Improve decompression startup time
Hi there, thanks for open sourcing this innovative compression algorithm. I'm evaluating this for use at pganalyze. While the compression ratio is great, when many small files need to be decompressed we're seeing that just spinning up the decompressor is taking ~60% of the runtime.
This profile was captured on a dataset of 100 thousand samples of 10 discrete types of data, which required 1 million decompress calls. Note: to get a more detailed profile I set #[inline(never)] on LatentPageDecompressor::new, and defined a separate function to generate latent_decompressors for PageDecompressorInner so it showed up in the trace. Also this is just one of the call paths in the profile (presumably one per Rust data type); the total runtime is ~4.5 seconds.
Since there are a small set of data types we're decompressing, would it be theoretically possible to cache the decompressor and reuse it for subsequent decompressions of that data type? Or is the only option to aggregate the data into fewer compressed files ahead of time?
How many numbers do you have per page? We recommend at least 1k numbers per page, at which point I wouldn't expect this to be a problem. Is there a good reason to have 100k x 10 pages here?
Pco writes metadata per chunk that is required to decode each page within the chunk. If you really need this many pages for some reason, hopefully you at least have a manageable number of chunks, and we can see if it's possible to initialize each PageDecompressor faster, given a ChunkDecompressor.
In this dataset there's an average of 214 numbers per page (assuming page = file, the Vec<u8> being decompressed). These relatively small files are from timeseries data we collect.
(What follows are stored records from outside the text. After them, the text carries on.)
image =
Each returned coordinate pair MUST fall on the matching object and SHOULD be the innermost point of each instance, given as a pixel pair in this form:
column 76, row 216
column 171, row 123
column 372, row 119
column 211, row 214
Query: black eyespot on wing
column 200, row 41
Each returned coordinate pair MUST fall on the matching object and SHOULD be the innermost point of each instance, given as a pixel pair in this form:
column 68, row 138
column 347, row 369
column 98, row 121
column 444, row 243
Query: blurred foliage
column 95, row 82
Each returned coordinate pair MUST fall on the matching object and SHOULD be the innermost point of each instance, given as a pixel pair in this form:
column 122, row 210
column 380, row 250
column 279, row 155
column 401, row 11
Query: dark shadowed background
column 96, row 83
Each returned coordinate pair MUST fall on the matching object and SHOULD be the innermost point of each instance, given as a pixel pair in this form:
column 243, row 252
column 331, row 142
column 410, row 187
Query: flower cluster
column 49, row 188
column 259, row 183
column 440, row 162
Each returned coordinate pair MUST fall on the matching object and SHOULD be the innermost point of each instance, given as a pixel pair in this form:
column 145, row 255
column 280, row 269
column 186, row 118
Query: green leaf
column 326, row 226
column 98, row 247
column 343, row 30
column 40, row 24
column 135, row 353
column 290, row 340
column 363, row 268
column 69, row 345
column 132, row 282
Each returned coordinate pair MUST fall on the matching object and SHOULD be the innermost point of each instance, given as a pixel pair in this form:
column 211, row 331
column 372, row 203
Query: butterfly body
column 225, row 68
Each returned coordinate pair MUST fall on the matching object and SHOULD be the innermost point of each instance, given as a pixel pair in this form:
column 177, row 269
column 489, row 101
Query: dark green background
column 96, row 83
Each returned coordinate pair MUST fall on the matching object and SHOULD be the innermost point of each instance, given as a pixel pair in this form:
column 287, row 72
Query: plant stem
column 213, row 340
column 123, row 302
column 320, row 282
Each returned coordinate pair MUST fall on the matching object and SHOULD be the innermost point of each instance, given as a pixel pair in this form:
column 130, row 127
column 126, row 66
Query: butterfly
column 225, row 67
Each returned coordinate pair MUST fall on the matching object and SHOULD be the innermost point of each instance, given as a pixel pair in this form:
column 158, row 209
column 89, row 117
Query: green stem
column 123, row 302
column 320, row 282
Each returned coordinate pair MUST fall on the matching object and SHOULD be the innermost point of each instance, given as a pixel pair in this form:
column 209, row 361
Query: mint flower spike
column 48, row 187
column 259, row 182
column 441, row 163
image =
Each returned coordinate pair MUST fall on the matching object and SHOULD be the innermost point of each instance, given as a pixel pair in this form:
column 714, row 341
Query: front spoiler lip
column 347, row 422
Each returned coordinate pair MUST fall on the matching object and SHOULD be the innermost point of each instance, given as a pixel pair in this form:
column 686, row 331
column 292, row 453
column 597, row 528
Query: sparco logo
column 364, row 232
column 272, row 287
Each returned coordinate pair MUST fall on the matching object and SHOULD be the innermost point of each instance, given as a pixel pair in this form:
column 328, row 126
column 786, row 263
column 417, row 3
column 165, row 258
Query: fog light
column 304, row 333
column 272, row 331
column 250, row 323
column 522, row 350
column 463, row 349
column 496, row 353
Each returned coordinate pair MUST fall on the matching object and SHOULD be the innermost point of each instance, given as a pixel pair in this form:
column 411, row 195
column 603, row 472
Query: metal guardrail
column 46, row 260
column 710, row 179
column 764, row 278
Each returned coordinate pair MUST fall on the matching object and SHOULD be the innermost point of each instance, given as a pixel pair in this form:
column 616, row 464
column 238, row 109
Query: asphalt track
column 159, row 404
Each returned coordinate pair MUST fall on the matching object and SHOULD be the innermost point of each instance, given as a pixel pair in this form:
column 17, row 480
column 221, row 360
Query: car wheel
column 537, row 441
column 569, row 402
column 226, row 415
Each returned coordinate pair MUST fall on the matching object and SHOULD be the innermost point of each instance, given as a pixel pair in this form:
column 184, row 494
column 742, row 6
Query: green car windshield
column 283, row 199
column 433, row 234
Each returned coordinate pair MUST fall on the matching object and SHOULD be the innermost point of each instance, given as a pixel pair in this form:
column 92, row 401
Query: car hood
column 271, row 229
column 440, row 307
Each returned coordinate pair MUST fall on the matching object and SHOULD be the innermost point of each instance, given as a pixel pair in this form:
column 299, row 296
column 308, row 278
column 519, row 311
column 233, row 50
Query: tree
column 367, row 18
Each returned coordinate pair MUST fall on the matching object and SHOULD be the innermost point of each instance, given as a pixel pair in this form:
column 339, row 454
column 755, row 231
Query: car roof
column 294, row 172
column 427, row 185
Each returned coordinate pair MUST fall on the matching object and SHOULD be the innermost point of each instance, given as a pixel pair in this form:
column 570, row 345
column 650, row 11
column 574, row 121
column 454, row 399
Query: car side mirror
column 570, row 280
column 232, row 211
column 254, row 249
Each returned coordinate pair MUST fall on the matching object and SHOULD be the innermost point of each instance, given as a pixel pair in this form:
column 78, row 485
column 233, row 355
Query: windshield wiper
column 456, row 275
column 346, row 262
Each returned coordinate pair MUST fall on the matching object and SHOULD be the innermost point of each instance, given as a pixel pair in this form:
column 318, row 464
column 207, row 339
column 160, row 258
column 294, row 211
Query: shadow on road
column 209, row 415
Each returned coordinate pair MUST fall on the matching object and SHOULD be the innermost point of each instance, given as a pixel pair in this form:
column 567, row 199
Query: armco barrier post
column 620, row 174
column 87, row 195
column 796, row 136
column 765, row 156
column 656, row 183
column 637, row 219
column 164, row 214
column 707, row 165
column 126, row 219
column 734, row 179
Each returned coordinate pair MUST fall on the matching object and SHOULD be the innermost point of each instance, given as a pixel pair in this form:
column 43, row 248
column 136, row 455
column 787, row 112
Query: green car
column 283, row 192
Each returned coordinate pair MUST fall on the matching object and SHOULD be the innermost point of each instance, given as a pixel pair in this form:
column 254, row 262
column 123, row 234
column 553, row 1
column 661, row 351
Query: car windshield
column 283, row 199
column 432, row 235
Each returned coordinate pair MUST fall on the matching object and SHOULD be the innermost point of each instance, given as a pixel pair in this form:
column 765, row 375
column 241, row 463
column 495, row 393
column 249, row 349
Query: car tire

I'll try aggregating them into a smaller number of files to optimize decompression times.
In the readme we have recommendations for the count of numbers per page and chunk - 214 is way too small for good+fast compression. Larger chunks should fix this, but let us know if they somehow don't.
I'm seeing around a 3.5x compression ratio versus standard compression methods. Compression may be similarly slow, but only decompression speed matters for this use case.
FWIW I think that part of the readme could be reworded for clarity. Users only care about files, but files are mentioned last in the sentence, and not at all in the table below it. It would help to explicitly state what the minimum size files should be.
We could reverse the sentence
Pco has a hierarchy of multiple batches per page; multiple pages per chunk; and multiple chunks per file.
to put file first. However, I personally think it's fine as it is. On the other hand I agree it might make sense to add a file-row to the table below that sentence.
It would be nice to improve startup time. I assume it hasn't been the primary focus of optimization so far, although I'm sure Martin has thought about it. Not sure if you've already identified possible improvements to the code @seanlinsley. If so, you're more than welcome to present them to us on Discord (or here if you prefer) :-)
This shouldn't be closed yet. The readme should at least be updated so you don't get more issues like this from confused users. But I'd argue this is a core limitation of the library that needs to be improved before it can be adopted by larger projects, like databases.
One optimization I have found is to not convert from PerLatentVarBuilder to PerLatentVar, instead using PerLatentVarBuilder directly. The conversion between the types is surprisingly slow. Time permitting, I was planning to write a benchmark for this problem case, and then contribute that change.
Ok, I'm reopening and will wait to see what comes of your investigation. There might indeed be a way to avoid copying when converting a PerLatentVarBuilder into PerLatentVar.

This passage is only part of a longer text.